Random-Radius Ball Method for Estimating Closeness Centrality

Authors: Wataru Inariba, Takuya Akiba, Yuichi Yoshida

AAAI 2017 | Conference PDF | Archive PDF | Plain Text | LLM Run Details

Reproducibility Variable Result LLM Response
Research Type Experimental The effectiveness of the RRB method over existing algorithms is demonstrated through experiments on real-world networks.
Researcher Affiliation Collaboration Wataru Inariba The University of Tokyo and JST, ERATO, Kawarabayashi Large Graph Project oinari17@gmail.com Takuya Akiba Preferred Networks, Inc. akiba@preferred.jp Yuichi Yoshida National Institute of Informatics and Preferred Infrastructure, Inc. yyoshida@nii.ac.jp
Pseudocode Yes Algorithm 1: Random-radius ball (RRB) method.

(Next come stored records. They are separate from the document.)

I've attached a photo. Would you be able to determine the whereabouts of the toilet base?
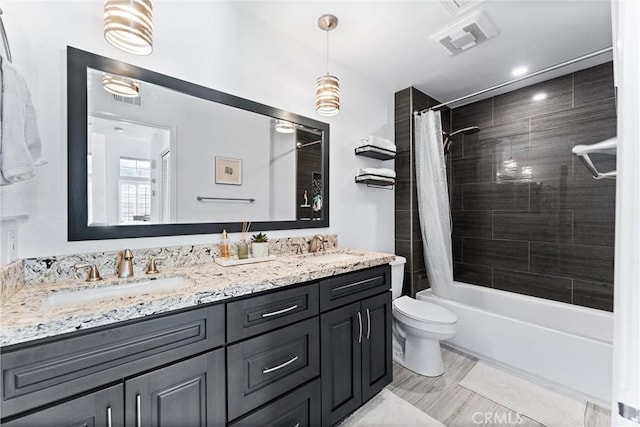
[393,334,444,377]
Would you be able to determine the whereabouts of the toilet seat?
[393,295,458,325]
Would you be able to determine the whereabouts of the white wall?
[0,0,394,257]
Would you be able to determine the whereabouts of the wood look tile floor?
[387,346,611,427]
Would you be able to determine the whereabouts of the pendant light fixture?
[104,0,153,55]
[102,74,140,98]
[316,15,340,116]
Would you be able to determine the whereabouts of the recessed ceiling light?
[511,67,529,77]
[531,92,547,101]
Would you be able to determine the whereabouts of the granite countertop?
[0,249,395,346]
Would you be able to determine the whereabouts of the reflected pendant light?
[104,0,153,55]
[275,120,296,133]
[316,15,340,116]
[102,74,140,98]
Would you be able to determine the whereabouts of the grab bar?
[571,138,617,179]
[196,196,256,203]
[0,9,13,62]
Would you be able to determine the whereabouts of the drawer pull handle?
[136,394,142,427]
[262,356,298,374]
[262,304,298,317]
[333,277,378,292]
[367,308,371,339]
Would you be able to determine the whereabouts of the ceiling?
[234,0,612,105]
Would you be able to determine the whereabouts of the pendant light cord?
[326,30,329,75]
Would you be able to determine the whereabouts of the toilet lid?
[393,295,458,325]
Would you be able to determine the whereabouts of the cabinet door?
[360,292,393,402]
[320,302,363,426]
[125,349,226,427]
[2,385,124,427]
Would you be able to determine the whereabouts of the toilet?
[390,256,458,377]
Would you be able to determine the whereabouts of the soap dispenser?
[218,230,231,258]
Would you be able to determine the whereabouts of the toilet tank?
[389,256,407,299]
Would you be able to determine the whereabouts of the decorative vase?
[251,242,269,258]
[236,239,249,259]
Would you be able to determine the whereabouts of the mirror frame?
[67,46,329,241]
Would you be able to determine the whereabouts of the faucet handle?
[74,263,102,282]
[144,256,167,274]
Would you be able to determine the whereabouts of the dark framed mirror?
[67,47,329,241]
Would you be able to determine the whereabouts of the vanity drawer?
[320,264,391,312]
[229,379,320,427]
[227,317,320,420]
[227,283,318,342]
[0,304,224,417]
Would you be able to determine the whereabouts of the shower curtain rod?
[0,8,13,62]
[414,47,613,114]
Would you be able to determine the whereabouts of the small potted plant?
[251,233,269,258]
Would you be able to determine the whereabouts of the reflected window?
[118,157,151,224]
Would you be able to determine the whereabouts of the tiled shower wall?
[395,87,450,296]
[448,63,616,310]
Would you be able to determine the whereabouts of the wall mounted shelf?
[355,145,396,160]
[356,174,396,190]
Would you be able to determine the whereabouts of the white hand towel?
[358,135,396,152]
[0,59,47,185]
[358,168,396,178]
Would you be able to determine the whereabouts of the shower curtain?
[414,111,454,299]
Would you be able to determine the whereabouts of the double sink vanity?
[0,244,394,427]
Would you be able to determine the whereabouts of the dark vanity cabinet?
[125,349,226,427]
[320,266,393,426]
[1,265,392,427]
[2,384,124,427]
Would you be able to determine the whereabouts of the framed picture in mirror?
[215,156,242,185]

Algorithm 2: Random-radius ball (RRB) method with bootstrapping.
Open Source Code No The paper does not provide an explicit statement or link for the open-sourcing of the RRB method code. It mentions using a third-party framework: "For HB, we used the Web Graph framework, which is the Java program provided by the authors (Boldi and Vigna 2004)."
Open Datasets Yes Networks. All of the networks were collected from the Stanford Large Network Dataset Collection (Leskovec and Krevl 2014) and Laboratory for Web Algorithms (Boldi and Vigna 2004; Boldi et al. 2011).
Dataset Splits No The paper does not explicitly state the training, validation, or test dataset splits. It mentions using various networks for experiments, but no details on how these were partitioned for evaluation.
Hardware Specification Yes All of the experiments were conducted on a machine with two Intel Xeon E5540 processors and 48 Gi B of main memory.
Software Dependencies Yes We implemented RRB, RRB-BS, and ADS in C++11 and compiled them with gcc 4.8.2. For HB, we used the Web Graph framework, which is the Java program provided by the authors (Boldi and Vigna 2004).
Experiment Setup Yes For RRB-BS, we set s = 3. For all of these methods, we can control the trade-off between the time complexity and accuracy by varying select parameters. Throughout all of the experiments, we estimated the harmonic centrality of the vertices, i.e., the distance-decay function α(x) was set to 1/x. To evaluate the (normalized) RMSE of an estimate, we ran an algorithm 100 times with different random seeds and then took the average.